EMA CHMP adopts positive opinion for Bristol-Myers Squibb’s Daklinza for HCV treatment

Bristol-Myers Squibb Company (NYSE:BMY) today announced that the Committee for Medicinal Products for Human Use (CHMP) of the European Medicines Agency (EMA) has adopted a positive opinion recommending that Daklinza® (daclatasvir), an investigational, potent pan-genotypic NS5A complex inhibitor (in vitro), be granted approval for use in combination with other medicinal products for the treatment of chronic hepatitis C virus (HCV) infection in adults. This is the first positive opinion given by the CHMP for an NS5A complex inhibitor and will now be reviewed by the European Commission, which has the authority to approve medicines for the European Union (EU).

"Through Bristol-Myers Squibb's Early Access Programs in Europe more than 2,000 HCV patients with advanced liver disease have already been treated with Daklinza, in combination with sofosbuvir," said Elliott Levy, Head of Specialty Development, Bristol-Myers Squibb. "We anticipate that, if approved, Daklinza-based regimens will play a significant role in treating HCV patients with high unmet medical needs across Europe."

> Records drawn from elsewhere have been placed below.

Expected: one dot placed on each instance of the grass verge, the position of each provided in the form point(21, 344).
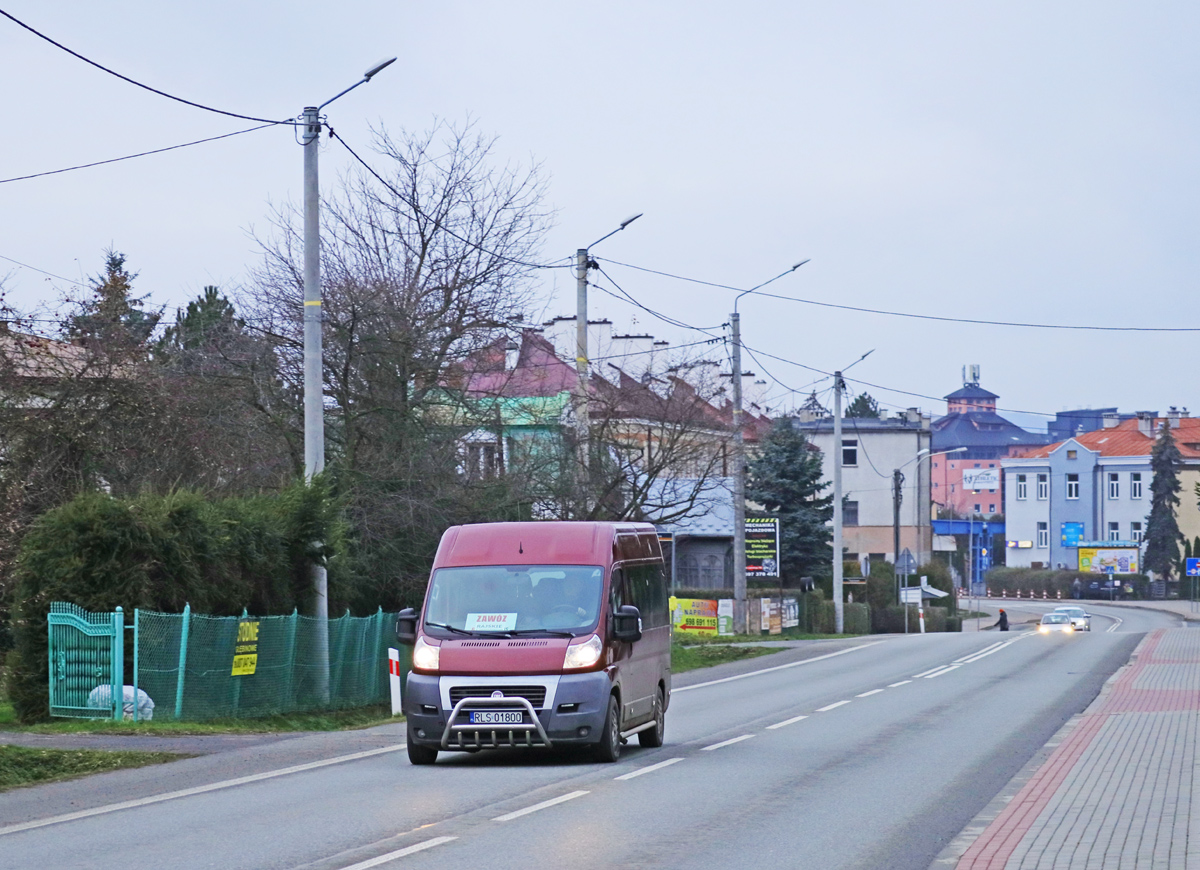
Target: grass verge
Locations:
point(22, 766)
point(691, 658)
point(321, 720)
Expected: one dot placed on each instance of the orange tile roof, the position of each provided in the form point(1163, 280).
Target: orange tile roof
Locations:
point(1126, 441)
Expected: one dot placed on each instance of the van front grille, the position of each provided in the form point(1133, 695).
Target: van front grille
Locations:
point(534, 694)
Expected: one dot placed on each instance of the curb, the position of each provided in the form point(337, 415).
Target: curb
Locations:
point(952, 855)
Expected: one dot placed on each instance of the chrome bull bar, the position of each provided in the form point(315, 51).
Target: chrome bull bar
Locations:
point(527, 729)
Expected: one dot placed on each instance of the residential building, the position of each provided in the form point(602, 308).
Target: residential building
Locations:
point(870, 451)
point(969, 484)
point(1095, 487)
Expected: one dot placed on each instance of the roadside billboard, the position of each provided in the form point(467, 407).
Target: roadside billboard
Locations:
point(696, 616)
point(1108, 559)
point(762, 546)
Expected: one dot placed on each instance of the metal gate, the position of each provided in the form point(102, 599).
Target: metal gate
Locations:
point(87, 658)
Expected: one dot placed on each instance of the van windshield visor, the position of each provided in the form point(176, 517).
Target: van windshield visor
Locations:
point(499, 599)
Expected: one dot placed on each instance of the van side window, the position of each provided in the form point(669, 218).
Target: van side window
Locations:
point(647, 588)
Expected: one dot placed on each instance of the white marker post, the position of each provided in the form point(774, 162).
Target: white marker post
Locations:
point(394, 679)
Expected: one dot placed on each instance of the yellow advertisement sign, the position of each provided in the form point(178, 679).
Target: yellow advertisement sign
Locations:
point(245, 653)
point(696, 616)
point(1099, 561)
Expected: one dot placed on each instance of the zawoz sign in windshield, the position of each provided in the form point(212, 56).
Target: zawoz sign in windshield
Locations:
point(762, 546)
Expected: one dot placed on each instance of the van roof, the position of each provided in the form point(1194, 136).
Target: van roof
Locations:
point(539, 544)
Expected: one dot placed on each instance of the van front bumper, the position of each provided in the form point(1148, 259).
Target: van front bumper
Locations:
point(573, 714)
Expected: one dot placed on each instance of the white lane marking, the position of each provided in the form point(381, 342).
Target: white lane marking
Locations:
point(649, 768)
point(726, 743)
point(197, 790)
point(777, 667)
point(829, 707)
point(970, 655)
point(400, 853)
point(786, 721)
point(543, 805)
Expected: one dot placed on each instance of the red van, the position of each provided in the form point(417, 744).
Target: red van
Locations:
point(540, 634)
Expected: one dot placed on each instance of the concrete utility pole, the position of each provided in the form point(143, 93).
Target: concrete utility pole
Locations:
point(838, 606)
point(739, 486)
point(313, 379)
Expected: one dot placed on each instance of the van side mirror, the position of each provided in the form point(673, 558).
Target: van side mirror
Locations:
point(627, 624)
point(406, 627)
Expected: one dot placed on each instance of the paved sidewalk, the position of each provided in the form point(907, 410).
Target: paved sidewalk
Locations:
point(1120, 790)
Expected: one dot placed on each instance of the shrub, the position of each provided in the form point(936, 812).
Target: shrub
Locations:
point(160, 552)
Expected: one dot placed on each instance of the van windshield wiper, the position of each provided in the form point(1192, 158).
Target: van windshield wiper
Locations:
point(457, 631)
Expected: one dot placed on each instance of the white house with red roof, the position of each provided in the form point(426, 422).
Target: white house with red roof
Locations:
point(1093, 487)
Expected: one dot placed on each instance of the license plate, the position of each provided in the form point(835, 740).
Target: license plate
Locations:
point(496, 718)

Recently included in the European Association for the Study of the Liver's (EASL) clinical practice guidelines for the management of HCV infection across genotypes, the EU marketing authorization application for Daklinza has gone through an accelerated review process. The positive CHMP opinion was based on data from multiple studies of Daklinza with other HCV agents, including sofosbuvir, for the treatment of chronic hepatitis C.

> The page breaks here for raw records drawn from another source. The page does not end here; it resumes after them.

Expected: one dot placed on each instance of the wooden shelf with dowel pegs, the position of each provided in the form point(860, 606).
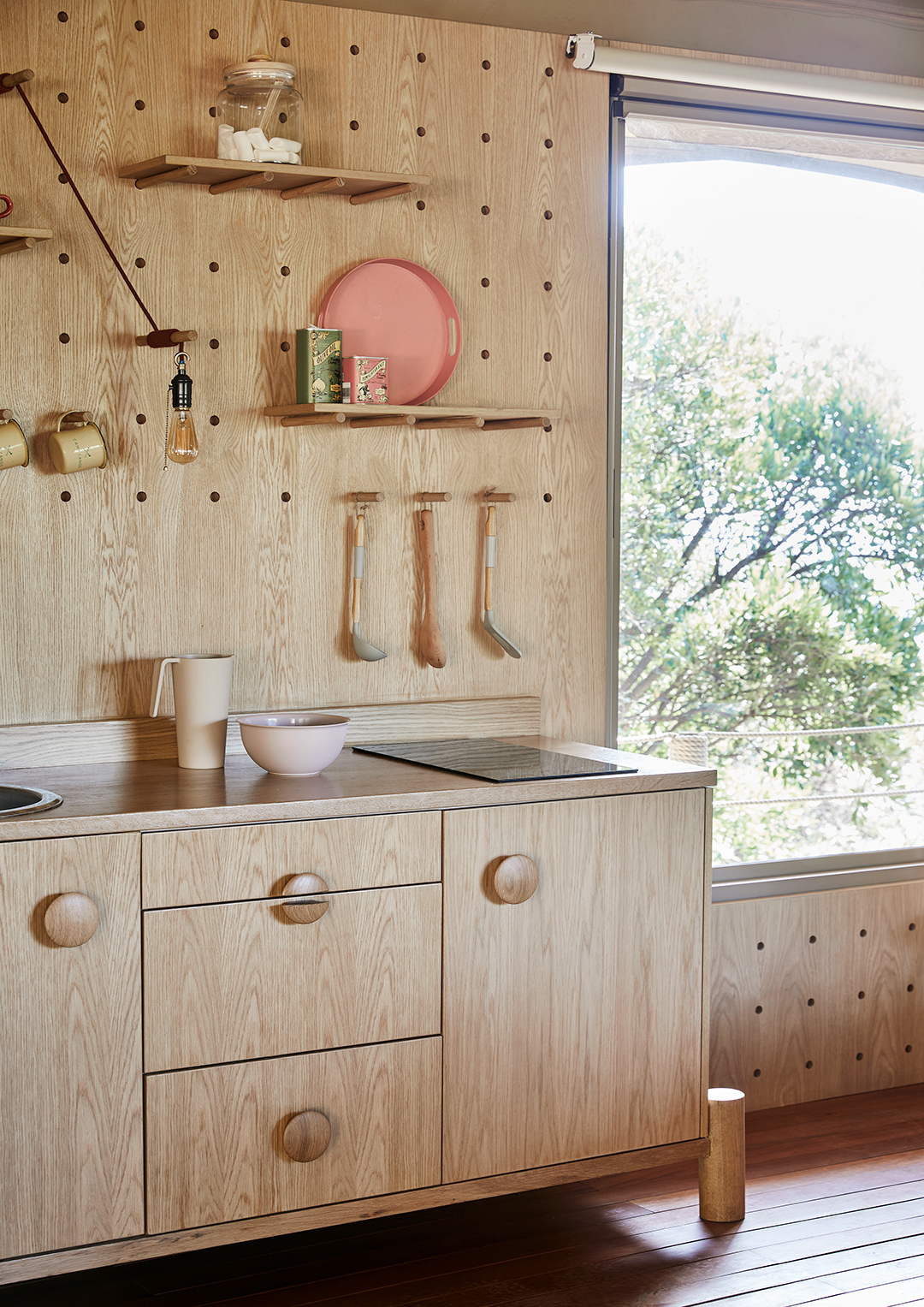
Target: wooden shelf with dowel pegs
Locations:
point(22, 238)
point(292, 181)
point(424, 417)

Applications for Daklinza-based regimens are also pending in Japan and the U.S. A decision from Japan's Pharmaceutical and Medical Devices Agency is expected soon, and the U.S. Food and Drug Administration has granted priority review status and set a target review date under the Prescription Drug User Fee Act (PDUFA) of November 30, 2014.

Ongoing and completed Daklinza studies have included more than 5,500 patients in a variety of all-oral regimens and with the current interferon-based standard of care. Across clinical studies, Daklinza-based regimens have been generally well tolerated with low rates of discontinuations across a range of patients.